837.00/3638

Memorandum by the Acting Secretary of State

The Cuban Ambassador called to my attention the press reports which were appearing in the United States and in Cuba to the effect that Ambassador Welles had announced that there will be no progress in the commercial treaty negotiations until the political conferences had reached a satisfactory conclusion. In other words, said Mr. Cintas, Mr. Welles is using the economic distress in Cuba, which can only be cured by a new commercial treaty, to bring pressure to bear upon President Machado to carry out Mr. Welles’ wishes; the Ambassador gave vent to his feelings on this subject and to the improper course which Mr. Welles was pursuing, which he said led to certain disaster; one or two alternatives would result—either President Machado would be shot or American Marines would be landed; he saw no other way out of the impasse which was rapidly approaching.

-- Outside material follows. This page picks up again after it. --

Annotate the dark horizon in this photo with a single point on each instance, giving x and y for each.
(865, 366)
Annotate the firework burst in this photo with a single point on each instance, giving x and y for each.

I told Ambassador Cintas that at this morning’s press conference I had been asked to explain the press statements to which the Ambassador had just referred; I had said in reply to these inquiries that informal conversations were proceeding between the Embassy and the Cuban Government in preparation of the more formal treaty negotiations; that Ambassador Welles was so preoccupied with his [Page 332] political conferences that he had not had time up to the present to take up seriously formal treaty negotiations, but that undoubtedly he would do so as soon as he had the opportunity; that I had denied, I said, that the United States was holding up commercial treaty negotiations until President Machado had come to terms.

The Ambassador talked at length in his usual strain of the iniquities of the present situation and of the false position which Mr. Welles was taking in dictating a policy to President Machado; he warned me that such a policy was doomed to failure and that any such failure would be a great blow to the prestige of the United States.